My sense is that you want to decline to play this game and instead say: just don't build AI systems that search for high-scoring plans.

That might be OK if it turns out that planning isn't an effective algorithmic ingredient, or if you can convince people not to build such systems because it is dangerous (and similar difficulties don't arise if agents learn planning internally). But failing that, we are going to have to figure out how to build AI systems that capture the benefits of planning without being dangerous.

(It's possible you instead have a novel proposal for a way to capture the benefits of search without the risks, in case I'd withdraw this comment once part 2 came out though I wish you'd led with the juicy part.)

As a secondary point (that I've said a bunch of times), I also found the arguments in this post uncompelling.
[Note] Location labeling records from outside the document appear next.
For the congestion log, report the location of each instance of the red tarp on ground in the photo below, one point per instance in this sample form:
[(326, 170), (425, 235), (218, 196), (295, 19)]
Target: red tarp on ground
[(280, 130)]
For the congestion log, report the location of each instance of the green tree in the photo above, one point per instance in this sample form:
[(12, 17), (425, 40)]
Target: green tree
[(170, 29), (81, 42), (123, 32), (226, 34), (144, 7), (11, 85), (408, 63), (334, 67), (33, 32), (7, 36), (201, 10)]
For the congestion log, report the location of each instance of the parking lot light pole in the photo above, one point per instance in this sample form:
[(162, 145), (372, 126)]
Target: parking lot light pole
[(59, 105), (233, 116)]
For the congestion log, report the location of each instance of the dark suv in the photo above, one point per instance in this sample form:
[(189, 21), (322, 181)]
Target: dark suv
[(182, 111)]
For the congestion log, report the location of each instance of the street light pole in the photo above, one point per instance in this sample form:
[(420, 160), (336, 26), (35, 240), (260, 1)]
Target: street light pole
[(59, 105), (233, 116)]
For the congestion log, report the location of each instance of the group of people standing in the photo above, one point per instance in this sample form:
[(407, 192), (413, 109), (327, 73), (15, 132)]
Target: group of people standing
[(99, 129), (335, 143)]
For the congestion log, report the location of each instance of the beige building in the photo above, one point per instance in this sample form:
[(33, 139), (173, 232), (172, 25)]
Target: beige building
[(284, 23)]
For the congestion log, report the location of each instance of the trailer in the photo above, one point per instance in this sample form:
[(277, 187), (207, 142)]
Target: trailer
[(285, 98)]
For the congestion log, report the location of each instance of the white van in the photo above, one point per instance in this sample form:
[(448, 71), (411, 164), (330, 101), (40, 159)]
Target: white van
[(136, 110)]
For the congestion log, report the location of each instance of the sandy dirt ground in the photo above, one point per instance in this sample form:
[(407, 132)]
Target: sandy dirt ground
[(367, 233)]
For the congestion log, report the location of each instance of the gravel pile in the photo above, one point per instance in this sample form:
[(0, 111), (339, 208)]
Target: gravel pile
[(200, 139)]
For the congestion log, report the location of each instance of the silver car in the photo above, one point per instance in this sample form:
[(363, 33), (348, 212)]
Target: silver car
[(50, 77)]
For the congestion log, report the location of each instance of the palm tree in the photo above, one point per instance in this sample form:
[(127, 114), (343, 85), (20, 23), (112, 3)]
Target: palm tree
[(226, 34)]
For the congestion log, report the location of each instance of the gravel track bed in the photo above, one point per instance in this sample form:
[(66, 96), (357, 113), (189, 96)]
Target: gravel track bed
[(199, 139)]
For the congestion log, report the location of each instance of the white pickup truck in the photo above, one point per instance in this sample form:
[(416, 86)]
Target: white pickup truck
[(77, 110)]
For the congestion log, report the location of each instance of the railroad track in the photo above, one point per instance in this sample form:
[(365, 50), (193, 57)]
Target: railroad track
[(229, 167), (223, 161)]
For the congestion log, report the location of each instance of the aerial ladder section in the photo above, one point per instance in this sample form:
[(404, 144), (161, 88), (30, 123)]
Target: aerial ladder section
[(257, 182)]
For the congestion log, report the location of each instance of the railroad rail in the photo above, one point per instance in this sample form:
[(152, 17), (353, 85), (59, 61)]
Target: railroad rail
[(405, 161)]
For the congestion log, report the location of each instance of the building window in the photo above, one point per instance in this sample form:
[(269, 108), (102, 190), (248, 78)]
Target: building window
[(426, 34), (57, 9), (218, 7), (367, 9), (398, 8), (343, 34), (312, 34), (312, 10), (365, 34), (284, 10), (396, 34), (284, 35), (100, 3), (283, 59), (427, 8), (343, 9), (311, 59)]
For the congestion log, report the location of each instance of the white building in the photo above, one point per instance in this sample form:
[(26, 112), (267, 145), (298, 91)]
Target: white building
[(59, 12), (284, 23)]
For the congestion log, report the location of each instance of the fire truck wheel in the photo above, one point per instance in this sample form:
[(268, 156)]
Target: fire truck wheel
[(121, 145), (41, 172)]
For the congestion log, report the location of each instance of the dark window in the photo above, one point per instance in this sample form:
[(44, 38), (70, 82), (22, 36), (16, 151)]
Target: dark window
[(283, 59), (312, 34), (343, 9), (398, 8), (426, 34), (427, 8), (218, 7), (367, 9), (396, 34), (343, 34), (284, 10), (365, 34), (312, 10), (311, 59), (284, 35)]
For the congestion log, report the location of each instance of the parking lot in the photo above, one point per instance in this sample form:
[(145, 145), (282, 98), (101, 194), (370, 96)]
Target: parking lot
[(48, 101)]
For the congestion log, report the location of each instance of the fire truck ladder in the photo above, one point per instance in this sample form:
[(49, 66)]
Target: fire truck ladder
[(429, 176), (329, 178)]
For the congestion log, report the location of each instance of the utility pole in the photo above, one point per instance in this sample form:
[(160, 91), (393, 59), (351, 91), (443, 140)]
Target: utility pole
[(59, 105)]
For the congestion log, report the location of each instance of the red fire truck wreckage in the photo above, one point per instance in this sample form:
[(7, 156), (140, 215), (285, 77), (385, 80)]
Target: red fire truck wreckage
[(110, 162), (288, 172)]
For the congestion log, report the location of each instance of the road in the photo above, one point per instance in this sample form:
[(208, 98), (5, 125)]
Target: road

Probably the first thing to clarify is that I feel like you equivocate between the grader being something that is embedded in the real world and hence subject to manipulation by real-world consequences of the actor's actions, and the grader being something that operates on plans in the agent's head in order to select the best one. In the latter case the grader is still subject to manipulation, but the prospects for manipulation seems unrelated to the open-endedness of the domain and unrelated to taking dangerous actions.